About two-thirds of Medicare beneficiaries are enrolled in traditional, fee-for-service (FFS) Medicare. The remaining third are enrolled in Medicare Advantage. According to the GAO, Medicare paid approximately $200 billion to Medicare Advantage organizations.
In contrast to FFS, Medicare pays Medicare Advantage organizations a fixed amount every month for each enrollee, with no connection to the services the enrollee actually uses in that month. In order to root out improper payments related to Medicare Advantage, CMS has two methods:
- National risk adjustment data validation (national RADV) audits
- Contract-level RADV audits.
Both types of audits review whether the codes that the MAOs submit have the relevant documentary support, and thus determine the extent of any improper payments.
Interestingly, CMS calculates a beneficiary’s “risk score,” which is meant to help project how much the beneficiary will cost the Medicare system, and then it couples that with other Medicare data to find possible improper payments.
While CMS is conducting the audits mentioned above to improve the integrity of Medicare Advantage, the GAO has found that a number of things have hampered CMS’s efforts. Those hindering factors are as follows:
- Targeted Audits. CMS has failed to select contracts for audit that have the greatest potential for payment recovery. In other words, CMS is not quite looking in the right place with its audits to find improper payments.
- Completing Audits.

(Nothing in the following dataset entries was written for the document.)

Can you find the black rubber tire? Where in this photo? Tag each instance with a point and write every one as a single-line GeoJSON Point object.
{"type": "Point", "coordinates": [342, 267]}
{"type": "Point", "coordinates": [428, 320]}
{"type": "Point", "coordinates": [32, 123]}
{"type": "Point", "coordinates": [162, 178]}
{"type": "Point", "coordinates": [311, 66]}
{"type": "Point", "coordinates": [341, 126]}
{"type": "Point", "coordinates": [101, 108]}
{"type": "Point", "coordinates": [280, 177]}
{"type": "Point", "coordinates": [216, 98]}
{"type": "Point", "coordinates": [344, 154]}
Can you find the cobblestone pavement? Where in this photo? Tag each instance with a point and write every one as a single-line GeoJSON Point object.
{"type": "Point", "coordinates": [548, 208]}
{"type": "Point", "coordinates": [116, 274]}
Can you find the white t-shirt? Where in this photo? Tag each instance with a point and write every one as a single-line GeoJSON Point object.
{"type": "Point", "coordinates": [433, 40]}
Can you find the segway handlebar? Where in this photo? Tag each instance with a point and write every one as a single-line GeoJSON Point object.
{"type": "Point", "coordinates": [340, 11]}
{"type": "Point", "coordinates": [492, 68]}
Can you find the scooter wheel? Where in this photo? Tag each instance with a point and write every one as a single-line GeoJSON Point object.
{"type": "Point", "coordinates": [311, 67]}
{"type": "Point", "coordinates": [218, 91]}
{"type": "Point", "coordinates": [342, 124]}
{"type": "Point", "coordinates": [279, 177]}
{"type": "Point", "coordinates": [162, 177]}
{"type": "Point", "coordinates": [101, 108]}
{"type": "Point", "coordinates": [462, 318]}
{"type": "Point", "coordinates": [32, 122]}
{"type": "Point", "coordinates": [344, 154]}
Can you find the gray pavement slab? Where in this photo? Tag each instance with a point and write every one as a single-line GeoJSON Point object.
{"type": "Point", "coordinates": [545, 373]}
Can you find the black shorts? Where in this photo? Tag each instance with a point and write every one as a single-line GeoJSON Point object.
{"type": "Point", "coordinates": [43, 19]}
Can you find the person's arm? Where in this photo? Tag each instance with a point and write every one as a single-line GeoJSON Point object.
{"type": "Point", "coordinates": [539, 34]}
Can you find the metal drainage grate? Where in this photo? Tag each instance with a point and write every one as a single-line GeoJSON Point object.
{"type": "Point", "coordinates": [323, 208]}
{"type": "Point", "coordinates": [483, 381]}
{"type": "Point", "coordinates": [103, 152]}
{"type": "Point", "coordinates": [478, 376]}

Delays in conducting and completing the contract-level RADV audits has also hindered CMS’s effort to root out improper payments, to include Medicare Advantage fraud.
- Coordinating Auditing Contractors. CMS also lacks specific plans for incorporating Recovery Audit Contractors (RACs) into the Medicare Advantage program to identify and recover improper payments.
CMS’s method for calculating the risk of improper payments for each contract (which is based on the diagnoses reported for beneficiaries of those contracts) is somewhat faulty. Specifically, CMS uses “coding intensity scores” to identify those Medicare Advantage contracts that are good candidates for an audit. Increases in coding intensity measure the extent to which the estimated medical needs of the beneficiaries in a contract increase from year to year. Thus, those contracts in which the beneficiaries appear to be getting “sicker” at a relatively fast pace (based on provider information given to CMS) will have a correspondingly high “coding intensity score.”
Those coding intensity scores, however, do not correspond to the percentage of unsupported diagnoses under that contract. Thus, as noted above, CMS is not quite auditing the contracts where there is the most improper payment risk.
Also, CMS reportedly does not always use information at its disposal to select those contracts with the highest improper-payment risk, to include selecting for audit those contracts with (i) the highest coding intensity score; (ii) use results from prior contract-level RADV audits; (iii) account for contract consolidation; or (iv) account for contracts with high enrollment.
Medicare is a massive government system, full of complexities, and vulnerable to mismanagement and fraud. Any large government program will have those difficulties. That said, the almost $1 trillion yearly spent on the Medicare and Medicaid programs needs to be watched carefully primarily because it is such a large part of the government’s budget. Medicare Advantage represents a significant portion of this amount.